Image

Predictive Analytics on Business License Data Using Deep Learning

This deep learning project aims to teach people the fundamentals of Deep Neural Networks (DNN) and how to effectively utilize them. The project uses a valid dataset with information on 86,000 companies in a range of areas and teaches students important steps such as Exploratory Data Analysis (EDA), cleaning the data, and getting it ready. Participants will learn about ideas like activation functions, feedforward, backpropagation, and dropout regularization by using Python and tools like pandas, seaborn, numpy, matplotlib, scikit-learn, h2o, and TensorFlow. The project not only looks at theoretical issues, but also shows how to build DNN models with TensorFlow, do baseline modeling with h2o, and tune hyperparameters. Participants will get a full understanding of deep learning concepts and learn important skills in data preprocessing, model development, and evaluation through this structured method.

Explanation All Code

Step 1:

You can mount your Google Drive in a Google Colab notebook with this piece of code. This makes it easy to view files stored in Google Drive for data manipulation, analysis, and training models in the Colab environment.

Install required packages

Import required packages

Step 2:

Load the data

This piece of code makes a summary of how the numbers in the DataFrame pdf's "LICENSE STATUS" column are spread out. It shows how often different license statuses show up in the dataset, which can help you understand what the dataset is like and use that information to guide further research or decision-making.

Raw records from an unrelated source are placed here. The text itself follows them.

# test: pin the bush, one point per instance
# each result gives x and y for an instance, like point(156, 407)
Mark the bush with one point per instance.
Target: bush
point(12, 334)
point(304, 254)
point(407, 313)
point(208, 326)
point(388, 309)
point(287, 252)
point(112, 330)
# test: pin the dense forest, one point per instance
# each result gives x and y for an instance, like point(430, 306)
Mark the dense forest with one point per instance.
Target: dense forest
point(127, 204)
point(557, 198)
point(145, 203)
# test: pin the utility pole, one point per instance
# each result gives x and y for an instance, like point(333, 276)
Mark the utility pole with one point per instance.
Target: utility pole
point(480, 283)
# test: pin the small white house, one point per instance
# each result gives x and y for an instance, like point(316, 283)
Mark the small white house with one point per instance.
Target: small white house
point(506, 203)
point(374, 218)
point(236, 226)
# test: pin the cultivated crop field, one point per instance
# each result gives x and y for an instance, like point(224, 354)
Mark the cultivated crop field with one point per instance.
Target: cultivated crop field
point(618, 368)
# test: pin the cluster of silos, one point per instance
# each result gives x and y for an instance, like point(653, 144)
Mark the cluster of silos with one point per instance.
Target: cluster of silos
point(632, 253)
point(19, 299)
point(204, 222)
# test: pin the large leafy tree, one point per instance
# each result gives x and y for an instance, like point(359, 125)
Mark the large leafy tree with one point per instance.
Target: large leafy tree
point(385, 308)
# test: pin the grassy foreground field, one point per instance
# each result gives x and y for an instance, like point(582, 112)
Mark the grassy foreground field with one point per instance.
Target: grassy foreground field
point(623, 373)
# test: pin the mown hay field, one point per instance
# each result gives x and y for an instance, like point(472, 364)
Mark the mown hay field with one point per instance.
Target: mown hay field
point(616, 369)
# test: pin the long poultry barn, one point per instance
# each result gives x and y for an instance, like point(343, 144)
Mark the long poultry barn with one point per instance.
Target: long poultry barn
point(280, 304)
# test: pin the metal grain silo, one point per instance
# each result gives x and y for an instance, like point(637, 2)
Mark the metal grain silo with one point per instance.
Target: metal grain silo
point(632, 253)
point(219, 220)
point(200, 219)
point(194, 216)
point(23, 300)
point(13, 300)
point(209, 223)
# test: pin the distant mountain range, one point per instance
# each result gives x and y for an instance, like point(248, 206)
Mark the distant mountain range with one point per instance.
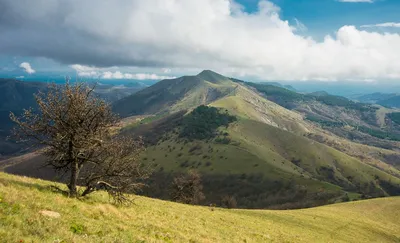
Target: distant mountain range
point(384, 99)
point(18, 95)
point(283, 149)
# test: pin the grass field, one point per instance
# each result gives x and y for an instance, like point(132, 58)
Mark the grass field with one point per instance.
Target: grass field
point(151, 220)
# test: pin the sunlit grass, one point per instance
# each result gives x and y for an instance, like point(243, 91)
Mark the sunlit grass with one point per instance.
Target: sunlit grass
point(151, 220)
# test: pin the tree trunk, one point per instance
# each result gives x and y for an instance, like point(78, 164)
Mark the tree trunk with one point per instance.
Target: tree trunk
point(73, 192)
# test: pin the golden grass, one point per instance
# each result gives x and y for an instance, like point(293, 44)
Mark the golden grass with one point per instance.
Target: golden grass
point(151, 220)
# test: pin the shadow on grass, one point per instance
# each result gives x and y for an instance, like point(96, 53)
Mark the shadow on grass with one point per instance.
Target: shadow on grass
point(31, 185)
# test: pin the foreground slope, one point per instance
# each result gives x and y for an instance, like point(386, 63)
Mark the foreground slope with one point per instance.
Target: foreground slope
point(150, 220)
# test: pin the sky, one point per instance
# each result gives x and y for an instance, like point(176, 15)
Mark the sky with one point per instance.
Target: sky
point(284, 40)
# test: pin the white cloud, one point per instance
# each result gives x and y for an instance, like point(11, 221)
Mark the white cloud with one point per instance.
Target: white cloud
point(27, 67)
point(104, 73)
point(389, 24)
point(200, 34)
point(356, 1)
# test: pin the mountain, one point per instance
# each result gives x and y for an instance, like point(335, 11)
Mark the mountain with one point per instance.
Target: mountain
point(273, 145)
point(267, 146)
point(393, 102)
point(374, 97)
point(18, 95)
point(114, 92)
point(29, 204)
point(172, 95)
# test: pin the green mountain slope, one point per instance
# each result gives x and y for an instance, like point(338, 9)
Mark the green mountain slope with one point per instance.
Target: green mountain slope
point(173, 95)
point(266, 148)
point(149, 220)
point(271, 156)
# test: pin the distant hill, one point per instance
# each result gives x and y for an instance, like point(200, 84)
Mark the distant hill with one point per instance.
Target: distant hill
point(393, 101)
point(283, 149)
point(172, 95)
point(375, 97)
point(18, 95)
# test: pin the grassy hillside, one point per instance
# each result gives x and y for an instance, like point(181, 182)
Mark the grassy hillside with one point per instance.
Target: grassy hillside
point(150, 220)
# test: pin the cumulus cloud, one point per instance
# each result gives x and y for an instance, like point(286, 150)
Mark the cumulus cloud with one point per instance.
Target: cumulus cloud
point(202, 34)
point(389, 24)
point(27, 67)
point(104, 73)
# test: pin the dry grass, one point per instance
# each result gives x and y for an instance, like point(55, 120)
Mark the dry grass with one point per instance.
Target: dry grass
point(150, 220)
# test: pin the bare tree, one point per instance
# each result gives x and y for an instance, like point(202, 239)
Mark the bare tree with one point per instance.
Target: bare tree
point(187, 188)
point(77, 133)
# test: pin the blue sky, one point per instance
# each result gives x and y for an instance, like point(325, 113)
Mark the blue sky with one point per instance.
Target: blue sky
point(322, 17)
point(324, 40)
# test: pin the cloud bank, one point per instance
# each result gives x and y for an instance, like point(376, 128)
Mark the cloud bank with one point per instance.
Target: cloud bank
point(201, 34)
point(27, 67)
point(104, 73)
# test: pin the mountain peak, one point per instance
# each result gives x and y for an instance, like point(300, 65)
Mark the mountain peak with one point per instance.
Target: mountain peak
point(211, 76)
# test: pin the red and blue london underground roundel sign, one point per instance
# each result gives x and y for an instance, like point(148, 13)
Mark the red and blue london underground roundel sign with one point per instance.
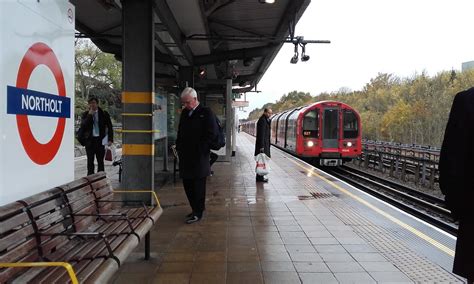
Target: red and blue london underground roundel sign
point(24, 102)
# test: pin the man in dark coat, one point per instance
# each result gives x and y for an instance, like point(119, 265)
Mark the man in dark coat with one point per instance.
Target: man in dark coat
point(262, 142)
point(456, 169)
point(95, 126)
point(197, 130)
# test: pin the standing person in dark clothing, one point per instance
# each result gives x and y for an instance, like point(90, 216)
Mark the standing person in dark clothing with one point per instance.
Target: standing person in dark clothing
point(95, 126)
point(456, 169)
point(197, 130)
point(262, 143)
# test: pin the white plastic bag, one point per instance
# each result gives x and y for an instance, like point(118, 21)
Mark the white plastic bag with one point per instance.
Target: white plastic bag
point(110, 153)
point(261, 167)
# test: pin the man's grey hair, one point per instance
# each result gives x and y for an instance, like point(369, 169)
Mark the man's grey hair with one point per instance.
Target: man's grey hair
point(188, 91)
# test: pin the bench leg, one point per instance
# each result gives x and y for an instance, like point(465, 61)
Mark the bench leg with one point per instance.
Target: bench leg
point(147, 246)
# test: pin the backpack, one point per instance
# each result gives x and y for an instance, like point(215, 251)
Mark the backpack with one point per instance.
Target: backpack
point(220, 141)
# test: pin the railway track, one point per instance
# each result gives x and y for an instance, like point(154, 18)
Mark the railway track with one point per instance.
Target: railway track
point(429, 208)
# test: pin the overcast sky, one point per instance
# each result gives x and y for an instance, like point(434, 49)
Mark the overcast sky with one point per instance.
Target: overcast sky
point(402, 37)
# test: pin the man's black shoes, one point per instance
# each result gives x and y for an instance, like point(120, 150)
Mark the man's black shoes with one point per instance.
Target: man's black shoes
point(193, 219)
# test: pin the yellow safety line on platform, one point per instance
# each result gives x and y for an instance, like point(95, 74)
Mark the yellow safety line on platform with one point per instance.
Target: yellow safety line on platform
point(137, 131)
point(423, 236)
point(141, 191)
point(138, 149)
point(138, 98)
point(136, 114)
point(66, 265)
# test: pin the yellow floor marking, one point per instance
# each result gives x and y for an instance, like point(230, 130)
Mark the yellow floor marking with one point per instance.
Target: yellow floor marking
point(423, 236)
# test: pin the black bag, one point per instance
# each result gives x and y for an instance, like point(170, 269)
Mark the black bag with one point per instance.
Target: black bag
point(220, 142)
point(81, 136)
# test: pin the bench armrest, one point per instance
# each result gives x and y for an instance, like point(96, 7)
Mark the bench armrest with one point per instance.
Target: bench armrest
point(98, 235)
point(66, 266)
point(141, 191)
point(103, 215)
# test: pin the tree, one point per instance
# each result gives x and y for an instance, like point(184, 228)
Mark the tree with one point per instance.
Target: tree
point(98, 74)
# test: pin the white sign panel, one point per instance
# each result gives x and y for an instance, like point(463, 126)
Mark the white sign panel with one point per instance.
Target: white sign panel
point(36, 97)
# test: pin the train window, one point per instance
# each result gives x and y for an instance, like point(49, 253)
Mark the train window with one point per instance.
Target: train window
point(311, 124)
point(350, 125)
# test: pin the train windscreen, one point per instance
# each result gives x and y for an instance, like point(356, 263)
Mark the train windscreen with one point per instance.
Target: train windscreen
point(311, 124)
point(351, 129)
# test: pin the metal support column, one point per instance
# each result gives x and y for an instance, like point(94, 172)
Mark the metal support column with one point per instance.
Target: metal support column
point(229, 119)
point(138, 98)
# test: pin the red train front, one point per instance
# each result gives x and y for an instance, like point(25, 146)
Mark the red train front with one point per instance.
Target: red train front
point(326, 132)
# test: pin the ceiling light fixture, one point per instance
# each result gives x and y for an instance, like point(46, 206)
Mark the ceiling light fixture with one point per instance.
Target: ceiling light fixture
point(304, 57)
point(294, 59)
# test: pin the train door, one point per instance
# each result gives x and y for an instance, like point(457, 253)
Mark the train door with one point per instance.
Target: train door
point(330, 128)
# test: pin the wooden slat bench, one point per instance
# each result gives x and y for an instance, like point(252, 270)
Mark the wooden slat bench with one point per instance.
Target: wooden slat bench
point(79, 229)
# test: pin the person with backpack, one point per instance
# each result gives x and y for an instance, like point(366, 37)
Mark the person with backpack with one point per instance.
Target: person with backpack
point(262, 142)
point(95, 127)
point(197, 134)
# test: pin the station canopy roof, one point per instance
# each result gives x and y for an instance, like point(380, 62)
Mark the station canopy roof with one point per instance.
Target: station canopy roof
point(220, 39)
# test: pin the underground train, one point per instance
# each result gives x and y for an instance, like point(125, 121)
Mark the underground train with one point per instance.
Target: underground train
point(327, 133)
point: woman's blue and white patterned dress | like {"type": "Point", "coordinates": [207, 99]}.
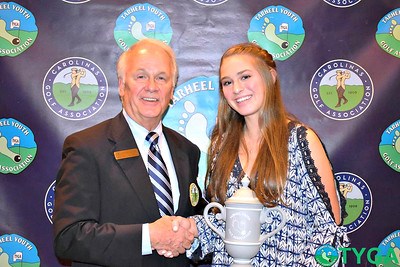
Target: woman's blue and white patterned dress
{"type": "Point", "coordinates": [310, 222]}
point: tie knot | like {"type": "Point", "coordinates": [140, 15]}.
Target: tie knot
{"type": "Point", "coordinates": [152, 138]}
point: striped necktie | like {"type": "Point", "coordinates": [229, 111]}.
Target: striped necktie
{"type": "Point", "coordinates": [159, 176]}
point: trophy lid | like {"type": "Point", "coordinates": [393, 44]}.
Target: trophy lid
{"type": "Point", "coordinates": [244, 195]}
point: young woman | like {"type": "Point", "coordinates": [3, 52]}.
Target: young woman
{"type": "Point", "coordinates": [284, 159]}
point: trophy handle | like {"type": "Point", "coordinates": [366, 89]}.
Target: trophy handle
{"type": "Point", "coordinates": [263, 219]}
{"type": "Point", "coordinates": [219, 216]}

This bit of code gets the number of unique values in the DataFrame pdf's "LICENSE STATUS" field. It basically shows how many times each different license state shows up in the dataset. This data can be very important for figuring out how common and where different license statuses are in the dataset, which can help with further research or making decisions.

This code sorts the DataFrame "pdf" so that it only has rows where the "LICENSE STATUS" column has the values "AAI", "AAC", or "REV". Rows with other license statuses are then taken out of the dataset.

This piece of code counts how many empty cells there are in each column of the DataFrame "pdf".

This code shows the DataFrame pdf summary, which includes column names, data kinds, and memory usage.

The number of unique values in each column of the DataFrame "pdf" is found by this piece of code.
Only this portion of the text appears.